Saturday, April 14, 2012

Ideo Revamps Pilates Equipment For Friendliness And Ease




The design team at Ideo took away parts to make "the most successful reformer ever made" easier to use while maintaining its functionality.
While interned in a World War I camp in England, a German fitness enthusiast named Joseph Pilates developed a series of strengthening exercises that even his injured comrades could perform from bed. To create muscular resistance, he jerry-rigged equipment out of what was on hand, including bedsprings, which became the basis for a prop that is now known as the “reformer.” As legend has it, when the 1918 influenza hit, all the inmates who followed Pilates’s regimen survived.

Today, the Pilates method is taught in health clubs around the world and has earned a celebrity following for its power to strengthen abs (“the core”) and build long, sinewy muscles. And the reformer, the central piece of training equipment, still revolves around exposed springs surrounded by a structure resembling a bed frame--a look that can be intimidating for first-time users, according to Lynne Johnson, the marketing director at Balanced Body, a manufacturer of Pilates equipment. So to make its best-selling Allegro reformer friendlier, the Sacramento, California, company approached the brand-makeover masters at Ideo.

“They were particularly interested in making an aesthetic statement,” says David Webster, who leads Ideo’s global health and wellness practice. “If you look at the world of Pilates machines, the icon really still was the hospital bed that Joseph Pilates did a lot of experimentation on, and machines kind of looked like glorified version of that hospital bed with a bunch of generic hardware added to them.” For the Allegro 2, Balanced Body wanted to maintain all the functionality of while streamlining the machine, and they wanted it done with an aggressive timeline of eight weeks.
“The first thing that we did was hide the adjustment points,” says Jörg Student, Ideo’s lead designer on the project. The reformer has to be adjusted for body height as well as different exercises. “There’s just a bunch of visual clutter and knobs, and we wanted to resolve that,” Webster adds. Some of the finer details include a new foot bar that allows for a wider range of body sizes and that can be adjusted with a single hand, or even one’s feet. To make transitions between exercises smoother, the rope system is also easier to adjust, with a simple-to-use lever. Soft attachment points eliminate any clanking sounds from metal parts coming into contact with the metal frame. The result is an enhanced user experience at a slightly lower cost than the older model. “We eliminated a lot of parts, and we managed to do new things in clever ways,” Webster says.

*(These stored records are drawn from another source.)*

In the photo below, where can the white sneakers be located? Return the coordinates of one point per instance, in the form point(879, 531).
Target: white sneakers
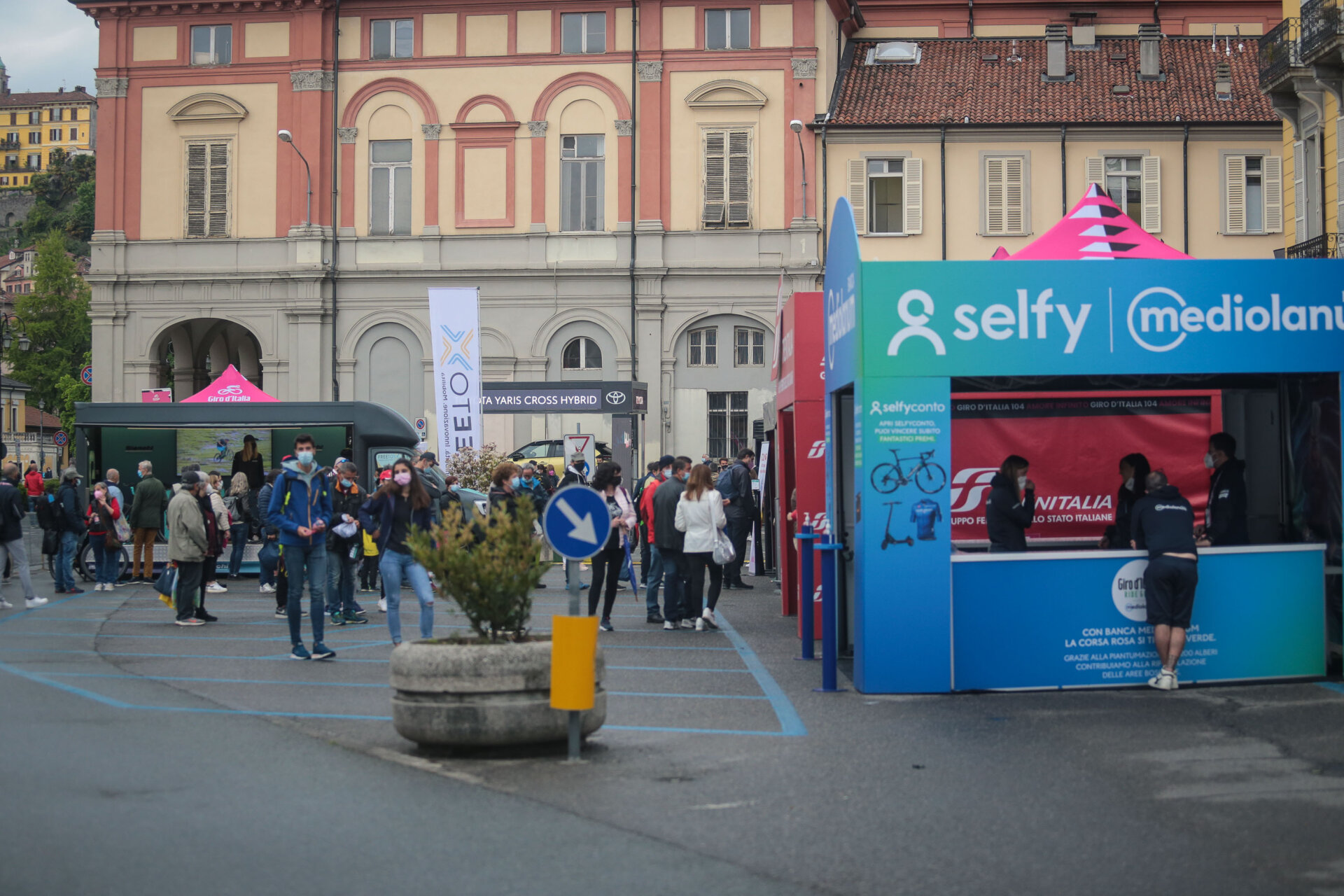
point(1164, 680)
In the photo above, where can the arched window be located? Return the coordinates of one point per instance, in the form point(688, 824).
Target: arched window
point(581, 354)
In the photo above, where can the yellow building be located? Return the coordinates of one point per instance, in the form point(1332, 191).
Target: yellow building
point(35, 124)
point(1298, 71)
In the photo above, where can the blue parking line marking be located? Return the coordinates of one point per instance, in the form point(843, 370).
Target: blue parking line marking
point(790, 724)
point(686, 696)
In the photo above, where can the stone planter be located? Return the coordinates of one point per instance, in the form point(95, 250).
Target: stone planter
point(456, 695)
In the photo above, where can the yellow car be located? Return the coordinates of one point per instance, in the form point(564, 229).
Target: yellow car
point(553, 451)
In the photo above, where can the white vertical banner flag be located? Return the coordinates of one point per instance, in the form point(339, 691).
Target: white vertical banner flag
point(454, 323)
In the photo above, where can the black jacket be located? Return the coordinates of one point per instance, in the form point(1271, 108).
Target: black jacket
point(1164, 523)
point(666, 535)
point(1008, 517)
point(13, 510)
point(70, 516)
point(1226, 516)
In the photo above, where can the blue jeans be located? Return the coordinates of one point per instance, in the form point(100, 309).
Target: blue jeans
point(104, 561)
point(340, 580)
point(238, 535)
point(394, 566)
point(305, 561)
point(655, 580)
point(64, 564)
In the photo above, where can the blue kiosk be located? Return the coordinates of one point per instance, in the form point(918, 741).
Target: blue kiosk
point(924, 617)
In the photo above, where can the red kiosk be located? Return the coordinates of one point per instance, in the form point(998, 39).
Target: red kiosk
point(800, 440)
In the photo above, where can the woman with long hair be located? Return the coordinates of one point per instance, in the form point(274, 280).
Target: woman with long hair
point(606, 562)
point(401, 505)
point(239, 505)
point(1133, 475)
point(699, 514)
point(1011, 505)
point(102, 512)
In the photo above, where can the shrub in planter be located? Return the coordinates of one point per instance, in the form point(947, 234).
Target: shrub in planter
point(491, 688)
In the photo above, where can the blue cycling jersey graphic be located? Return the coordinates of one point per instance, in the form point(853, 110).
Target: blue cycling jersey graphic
point(924, 514)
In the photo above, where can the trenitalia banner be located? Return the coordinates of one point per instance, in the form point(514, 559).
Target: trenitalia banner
point(1074, 442)
point(456, 331)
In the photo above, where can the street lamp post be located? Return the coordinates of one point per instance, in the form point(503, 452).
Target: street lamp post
point(796, 127)
point(289, 139)
point(8, 323)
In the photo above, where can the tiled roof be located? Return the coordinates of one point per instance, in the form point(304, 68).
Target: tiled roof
point(953, 83)
point(43, 99)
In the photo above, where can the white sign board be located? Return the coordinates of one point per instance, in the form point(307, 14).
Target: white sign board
point(456, 332)
point(584, 444)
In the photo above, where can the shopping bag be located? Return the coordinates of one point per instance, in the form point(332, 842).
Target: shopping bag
point(723, 552)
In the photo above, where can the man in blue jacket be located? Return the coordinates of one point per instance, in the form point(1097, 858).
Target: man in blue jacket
point(302, 510)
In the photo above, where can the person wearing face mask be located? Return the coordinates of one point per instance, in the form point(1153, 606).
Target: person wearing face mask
point(101, 514)
point(1225, 517)
point(302, 510)
point(344, 545)
point(741, 510)
point(662, 473)
point(610, 556)
point(1011, 505)
point(187, 546)
point(398, 507)
point(1133, 475)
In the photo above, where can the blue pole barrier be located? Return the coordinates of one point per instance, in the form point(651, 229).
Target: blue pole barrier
point(806, 589)
point(830, 647)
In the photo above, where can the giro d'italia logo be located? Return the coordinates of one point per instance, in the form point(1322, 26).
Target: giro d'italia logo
point(1126, 590)
point(457, 348)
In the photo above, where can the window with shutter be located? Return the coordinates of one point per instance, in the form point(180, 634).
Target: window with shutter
point(207, 188)
point(727, 179)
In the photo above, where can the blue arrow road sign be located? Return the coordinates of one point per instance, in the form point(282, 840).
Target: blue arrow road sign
point(575, 522)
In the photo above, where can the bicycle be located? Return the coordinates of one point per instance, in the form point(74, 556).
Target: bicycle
point(927, 477)
point(888, 539)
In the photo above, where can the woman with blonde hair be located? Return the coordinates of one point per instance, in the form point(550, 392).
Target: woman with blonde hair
point(699, 514)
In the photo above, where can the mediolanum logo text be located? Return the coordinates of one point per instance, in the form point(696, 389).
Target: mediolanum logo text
point(1159, 318)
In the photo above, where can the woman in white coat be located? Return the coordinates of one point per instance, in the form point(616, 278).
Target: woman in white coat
point(699, 514)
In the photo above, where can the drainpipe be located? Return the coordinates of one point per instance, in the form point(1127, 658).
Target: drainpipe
point(1184, 188)
point(1063, 171)
point(635, 159)
point(942, 184)
point(331, 264)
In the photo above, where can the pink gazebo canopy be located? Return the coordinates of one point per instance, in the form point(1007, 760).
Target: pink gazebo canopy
point(232, 386)
point(1094, 229)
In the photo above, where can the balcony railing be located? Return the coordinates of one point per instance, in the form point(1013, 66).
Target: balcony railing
point(1323, 246)
point(1320, 26)
point(1280, 50)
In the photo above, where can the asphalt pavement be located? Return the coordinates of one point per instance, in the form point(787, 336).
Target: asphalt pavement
point(147, 757)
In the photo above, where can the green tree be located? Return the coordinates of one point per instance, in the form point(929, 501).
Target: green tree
point(55, 318)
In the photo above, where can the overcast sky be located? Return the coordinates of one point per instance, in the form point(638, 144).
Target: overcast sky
point(48, 45)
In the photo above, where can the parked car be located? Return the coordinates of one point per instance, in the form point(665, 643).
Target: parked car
point(553, 451)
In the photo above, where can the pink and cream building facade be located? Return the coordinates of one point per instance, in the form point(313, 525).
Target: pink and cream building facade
point(527, 149)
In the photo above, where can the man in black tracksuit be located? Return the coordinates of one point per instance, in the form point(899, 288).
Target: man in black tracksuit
point(670, 545)
point(1225, 520)
point(1164, 526)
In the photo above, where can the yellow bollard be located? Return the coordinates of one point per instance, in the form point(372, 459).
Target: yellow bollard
point(573, 662)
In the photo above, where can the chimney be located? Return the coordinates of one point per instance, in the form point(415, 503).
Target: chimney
point(1224, 83)
point(1149, 51)
point(1057, 45)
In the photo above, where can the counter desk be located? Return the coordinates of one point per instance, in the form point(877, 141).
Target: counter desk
point(1075, 618)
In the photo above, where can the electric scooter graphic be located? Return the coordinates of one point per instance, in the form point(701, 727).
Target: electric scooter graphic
point(889, 539)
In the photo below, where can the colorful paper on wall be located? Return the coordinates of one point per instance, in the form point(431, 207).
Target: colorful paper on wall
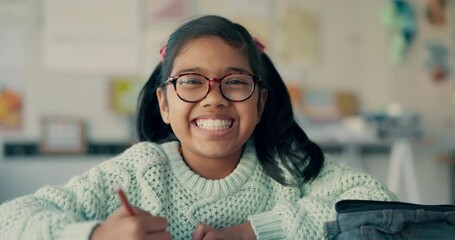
point(11, 104)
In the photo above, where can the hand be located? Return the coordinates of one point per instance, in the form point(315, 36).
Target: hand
point(120, 225)
point(243, 231)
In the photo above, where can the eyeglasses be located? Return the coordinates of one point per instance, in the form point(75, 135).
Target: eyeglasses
point(193, 87)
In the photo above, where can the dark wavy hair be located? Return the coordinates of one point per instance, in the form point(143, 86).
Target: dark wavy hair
point(281, 145)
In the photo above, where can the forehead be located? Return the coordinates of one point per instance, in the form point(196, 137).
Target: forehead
point(210, 54)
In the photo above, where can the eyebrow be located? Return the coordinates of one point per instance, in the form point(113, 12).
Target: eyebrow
point(199, 70)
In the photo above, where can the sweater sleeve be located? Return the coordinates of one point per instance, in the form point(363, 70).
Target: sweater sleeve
point(67, 212)
point(305, 217)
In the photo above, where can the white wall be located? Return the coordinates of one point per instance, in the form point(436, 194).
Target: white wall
point(354, 55)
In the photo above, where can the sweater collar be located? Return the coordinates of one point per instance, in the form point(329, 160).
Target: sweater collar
point(208, 187)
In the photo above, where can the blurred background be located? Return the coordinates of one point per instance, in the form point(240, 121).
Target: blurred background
point(371, 81)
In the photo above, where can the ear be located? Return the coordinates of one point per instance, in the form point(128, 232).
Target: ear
point(162, 102)
point(262, 100)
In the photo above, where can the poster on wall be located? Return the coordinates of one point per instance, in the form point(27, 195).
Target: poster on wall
point(299, 31)
point(12, 64)
point(11, 101)
point(254, 15)
point(438, 61)
point(162, 10)
point(87, 36)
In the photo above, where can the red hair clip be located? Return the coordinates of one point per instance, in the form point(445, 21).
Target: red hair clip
point(259, 45)
point(163, 52)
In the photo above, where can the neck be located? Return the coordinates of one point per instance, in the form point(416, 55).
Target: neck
point(211, 168)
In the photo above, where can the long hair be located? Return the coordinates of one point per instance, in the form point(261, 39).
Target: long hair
point(279, 141)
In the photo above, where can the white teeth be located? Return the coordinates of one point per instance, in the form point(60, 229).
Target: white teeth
point(214, 124)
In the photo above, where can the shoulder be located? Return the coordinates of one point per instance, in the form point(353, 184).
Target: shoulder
point(146, 153)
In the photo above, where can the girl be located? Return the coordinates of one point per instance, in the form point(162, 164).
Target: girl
point(220, 157)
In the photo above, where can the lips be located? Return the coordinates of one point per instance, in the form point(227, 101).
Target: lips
point(214, 124)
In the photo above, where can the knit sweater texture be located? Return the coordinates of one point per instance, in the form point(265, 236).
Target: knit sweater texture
point(156, 179)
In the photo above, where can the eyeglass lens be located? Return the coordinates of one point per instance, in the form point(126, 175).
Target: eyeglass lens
point(234, 87)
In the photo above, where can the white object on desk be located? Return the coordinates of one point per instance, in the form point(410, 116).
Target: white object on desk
point(402, 164)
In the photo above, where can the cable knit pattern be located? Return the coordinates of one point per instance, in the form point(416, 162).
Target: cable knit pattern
point(156, 179)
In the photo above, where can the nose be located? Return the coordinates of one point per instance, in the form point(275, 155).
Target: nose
point(214, 98)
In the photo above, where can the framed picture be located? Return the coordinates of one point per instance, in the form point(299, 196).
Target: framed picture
point(62, 135)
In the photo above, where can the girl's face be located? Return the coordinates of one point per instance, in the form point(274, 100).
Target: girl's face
point(214, 129)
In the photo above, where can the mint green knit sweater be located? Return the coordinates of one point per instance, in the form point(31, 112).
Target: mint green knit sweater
point(156, 179)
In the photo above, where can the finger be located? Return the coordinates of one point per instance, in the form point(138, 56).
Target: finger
point(139, 211)
point(159, 236)
point(200, 231)
point(155, 224)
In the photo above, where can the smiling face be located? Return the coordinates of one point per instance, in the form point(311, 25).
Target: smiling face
point(212, 131)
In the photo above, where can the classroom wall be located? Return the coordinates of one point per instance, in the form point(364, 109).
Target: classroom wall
point(353, 55)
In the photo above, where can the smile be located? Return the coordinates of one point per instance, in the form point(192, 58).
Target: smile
point(214, 124)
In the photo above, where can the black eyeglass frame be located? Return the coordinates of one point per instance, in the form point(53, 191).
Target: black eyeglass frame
point(173, 80)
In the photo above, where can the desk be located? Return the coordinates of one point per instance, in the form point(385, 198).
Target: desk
point(449, 159)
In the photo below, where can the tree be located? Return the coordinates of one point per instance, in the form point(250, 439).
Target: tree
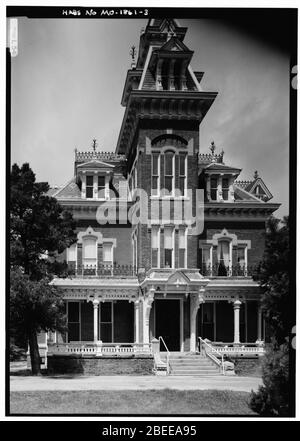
point(39, 231)
point(35, 306)
point(272, 399)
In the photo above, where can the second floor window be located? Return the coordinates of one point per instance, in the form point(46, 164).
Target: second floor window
point(107, 254)
point(182, 248)
point(155, 247)
point(89, 186)
point(155, 174)
point(169, 172)
point(101, 187)
point(182, 174)
point(168, 247)
point(213, 188)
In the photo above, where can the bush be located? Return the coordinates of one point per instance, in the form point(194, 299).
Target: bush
point(272, 399)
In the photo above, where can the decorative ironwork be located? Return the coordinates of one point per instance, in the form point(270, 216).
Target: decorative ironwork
point(220, 270)
point(100, 270)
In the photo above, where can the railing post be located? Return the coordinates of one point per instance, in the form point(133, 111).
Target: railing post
point(96, 306)
point(155, 346)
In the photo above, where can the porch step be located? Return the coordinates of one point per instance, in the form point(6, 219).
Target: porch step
point(191, 364)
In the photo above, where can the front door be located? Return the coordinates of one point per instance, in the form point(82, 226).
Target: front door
point(167, 323)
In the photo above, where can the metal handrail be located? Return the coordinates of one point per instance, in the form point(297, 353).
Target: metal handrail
point(213, 357)
point(168, 353)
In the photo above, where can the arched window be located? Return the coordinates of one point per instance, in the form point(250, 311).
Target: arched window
point(224, 260)
point(89, 251)
point(169, 172)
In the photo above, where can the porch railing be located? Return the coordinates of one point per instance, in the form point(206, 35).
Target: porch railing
point(220, 270)
point(168, 353)
point(251, 349)
point(99, 349)
point(213, 354)
point(100, 270)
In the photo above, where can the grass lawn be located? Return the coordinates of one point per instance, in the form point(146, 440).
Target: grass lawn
point(163, 402)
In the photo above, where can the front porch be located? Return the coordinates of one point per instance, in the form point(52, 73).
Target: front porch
point(113, 318)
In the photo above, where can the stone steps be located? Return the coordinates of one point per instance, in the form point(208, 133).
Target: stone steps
point(191, 364)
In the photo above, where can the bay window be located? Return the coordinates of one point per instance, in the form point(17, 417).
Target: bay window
point(182, 248)
point(224, 260)
point(169, 173)
point(182, 173)
point(155, 247)
point(168, 247)
point(155, 174)
point(73, 313)
point(89, 186)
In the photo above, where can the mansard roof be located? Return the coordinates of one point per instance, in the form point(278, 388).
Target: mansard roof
point(251, 186)
point(68, 191)
point(94, 163)
point(174, 44)
point(218, 167)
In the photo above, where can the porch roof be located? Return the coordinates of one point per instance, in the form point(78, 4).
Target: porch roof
point(97, 282)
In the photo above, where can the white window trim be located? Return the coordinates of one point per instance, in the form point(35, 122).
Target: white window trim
point(173, 245)
point(172, 194)
point(67, 311)
point(112, 320)
point(185, 172)
point(158, 174)
point(158, 248)
point(185, 248)
point(68, 251)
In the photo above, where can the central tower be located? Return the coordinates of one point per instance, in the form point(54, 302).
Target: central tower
point(160, 138)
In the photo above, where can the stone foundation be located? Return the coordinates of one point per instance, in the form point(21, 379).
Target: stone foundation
point(76, 364)
point(248, 367)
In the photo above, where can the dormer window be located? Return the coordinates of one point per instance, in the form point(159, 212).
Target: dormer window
point(169, 172)
point(89, 186)
point(225, 188)
point(213, 188)
point(101, 187)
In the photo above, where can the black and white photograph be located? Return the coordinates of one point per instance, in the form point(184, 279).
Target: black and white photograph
point(151, 213)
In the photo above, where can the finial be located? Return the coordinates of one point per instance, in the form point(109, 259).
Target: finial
point(132, 52)
point(94, 145)
point(212, 147)
point(170, 30)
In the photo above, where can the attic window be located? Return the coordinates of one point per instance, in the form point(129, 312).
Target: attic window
point(213, 188)
point(225, 188)
point(101, 186)
point(89, 186)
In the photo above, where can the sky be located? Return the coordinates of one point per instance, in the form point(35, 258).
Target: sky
point(68, 78)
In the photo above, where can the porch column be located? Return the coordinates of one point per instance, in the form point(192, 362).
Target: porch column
point(195, 300)
point(236, 307)
point(96, 324)
point(147, 305)
point(136, 320)
point(259, 315)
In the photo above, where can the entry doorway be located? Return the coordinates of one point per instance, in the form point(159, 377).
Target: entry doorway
point(167, 323)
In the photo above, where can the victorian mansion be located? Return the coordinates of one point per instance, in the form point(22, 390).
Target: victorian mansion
point(163, 284)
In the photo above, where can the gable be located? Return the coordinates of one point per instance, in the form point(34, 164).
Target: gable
point(178, 278)
point(95, 164)
point(174, 44)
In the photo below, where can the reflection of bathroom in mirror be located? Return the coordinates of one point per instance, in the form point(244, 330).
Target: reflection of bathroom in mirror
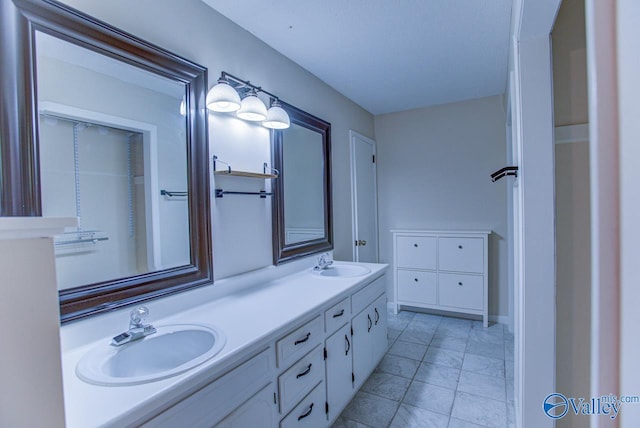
point(112, 137)
point(303, 169)
point(302, 198)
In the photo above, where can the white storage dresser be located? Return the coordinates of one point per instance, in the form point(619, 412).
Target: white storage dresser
point(445, 270)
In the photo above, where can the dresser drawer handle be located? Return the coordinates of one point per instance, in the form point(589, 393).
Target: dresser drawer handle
point(299, 341)
point(307, 413)
point(304, 373)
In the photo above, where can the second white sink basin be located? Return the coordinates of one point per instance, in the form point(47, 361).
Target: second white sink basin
point(172, 350)
point(345, 271)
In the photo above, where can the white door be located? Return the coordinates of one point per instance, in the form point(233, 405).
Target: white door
point(364, 198)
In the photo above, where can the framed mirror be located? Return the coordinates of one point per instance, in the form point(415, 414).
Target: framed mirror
point(112, 130)
point(302, 223)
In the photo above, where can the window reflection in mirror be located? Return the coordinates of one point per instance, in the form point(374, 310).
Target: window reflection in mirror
point(303, 169)
point(111, 138)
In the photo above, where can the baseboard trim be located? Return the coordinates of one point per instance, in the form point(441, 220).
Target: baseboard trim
point(499, 319)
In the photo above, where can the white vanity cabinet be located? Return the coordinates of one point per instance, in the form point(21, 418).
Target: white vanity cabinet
point(442, 269)
point(305, 375)
point(258, 411)
point(369, 339)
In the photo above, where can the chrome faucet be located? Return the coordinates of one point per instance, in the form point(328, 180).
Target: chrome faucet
point(137, 329)
point(324, 261)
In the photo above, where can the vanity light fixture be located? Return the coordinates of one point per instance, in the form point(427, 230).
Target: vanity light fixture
point(225, 97)
point(252, 108)
point(222, 97)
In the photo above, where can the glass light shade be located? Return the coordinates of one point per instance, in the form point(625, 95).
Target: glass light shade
point(223, 98)
point(252, 108)
point(277, 118)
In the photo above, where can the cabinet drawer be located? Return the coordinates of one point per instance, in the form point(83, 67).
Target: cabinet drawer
point(417, 286)
point(213, 402)
point(461, 291)
point(337, 315)
point(299, 342)
point(461, 254)
point(368, 294)
point(309, 412)
point(300, 378)
point(417, 252)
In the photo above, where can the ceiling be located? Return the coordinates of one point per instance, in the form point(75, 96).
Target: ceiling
point(388, 55)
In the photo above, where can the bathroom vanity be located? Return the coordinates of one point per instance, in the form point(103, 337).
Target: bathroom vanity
point(297, 349)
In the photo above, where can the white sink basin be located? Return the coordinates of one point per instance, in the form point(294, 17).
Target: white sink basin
point(344, 271)
point(172, 350)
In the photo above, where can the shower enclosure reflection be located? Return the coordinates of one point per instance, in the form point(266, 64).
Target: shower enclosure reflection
point(111, 139)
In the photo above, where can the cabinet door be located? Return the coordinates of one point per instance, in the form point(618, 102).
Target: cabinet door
point(339, 367)
point(362, 347)
point(416, 286)
point(258, 411)
point(379, 330)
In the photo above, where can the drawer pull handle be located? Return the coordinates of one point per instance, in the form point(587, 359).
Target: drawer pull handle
point(304, 373)
point(299, 341)
point(307, 413)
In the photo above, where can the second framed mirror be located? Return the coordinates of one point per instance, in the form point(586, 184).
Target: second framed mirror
point(302, 223)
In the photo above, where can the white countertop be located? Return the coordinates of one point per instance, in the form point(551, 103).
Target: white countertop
point(249, 318)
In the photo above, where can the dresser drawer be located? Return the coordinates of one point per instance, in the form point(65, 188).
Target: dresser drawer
point(461, 291)
point(461, 254)
point(337, 316)
point(309, 412)
point(417, 286)
point(417, 252)
point(300, 378)
point(299, 342)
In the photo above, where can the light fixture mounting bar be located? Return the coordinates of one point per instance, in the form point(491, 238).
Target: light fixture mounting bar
point(246, 83)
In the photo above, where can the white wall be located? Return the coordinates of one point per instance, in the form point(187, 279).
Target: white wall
point(193, 30)
point(433, 172)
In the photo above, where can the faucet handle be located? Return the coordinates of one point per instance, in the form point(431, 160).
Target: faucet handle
point(138, 315)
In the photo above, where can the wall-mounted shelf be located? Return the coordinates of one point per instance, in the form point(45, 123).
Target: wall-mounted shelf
point(245, 174)
point(273, 173)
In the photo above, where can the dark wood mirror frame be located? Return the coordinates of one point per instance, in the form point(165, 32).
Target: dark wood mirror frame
point(283, 252)
point(19, 158)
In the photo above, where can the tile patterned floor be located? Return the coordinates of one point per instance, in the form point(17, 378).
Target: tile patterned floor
point(438, 372)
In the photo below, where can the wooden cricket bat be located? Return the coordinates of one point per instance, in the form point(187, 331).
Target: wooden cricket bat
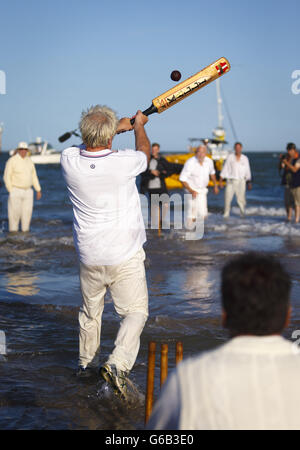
point(188, 87)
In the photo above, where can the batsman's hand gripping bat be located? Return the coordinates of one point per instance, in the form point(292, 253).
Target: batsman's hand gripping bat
point(187, 87)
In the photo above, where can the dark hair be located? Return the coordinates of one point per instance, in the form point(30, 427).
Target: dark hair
point(291, 146)
point(255, 295)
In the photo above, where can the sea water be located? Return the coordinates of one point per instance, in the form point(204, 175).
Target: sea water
point(40, 298)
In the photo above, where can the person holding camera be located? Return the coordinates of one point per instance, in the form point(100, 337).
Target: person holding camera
point(292, 163)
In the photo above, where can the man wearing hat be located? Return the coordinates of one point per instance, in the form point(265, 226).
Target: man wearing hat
point(19, 177)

Balanced Body hopes that the restyled Allegro, which the company claims is the “most successful reformer ever made,” appeals to an even broader audience of users in gyms, studios, and home settings. By objective measures, it looks decidedly less like a torture device, an improvement that its primogenitor would no doubt have appreciated. “If you look at the original machine that Joseph Pilates designed, you have one adjustment possibility, and it’s not very easy to do,” Student says. “He was a showman, a boxer, an exercise man. He wasn’t a designer.”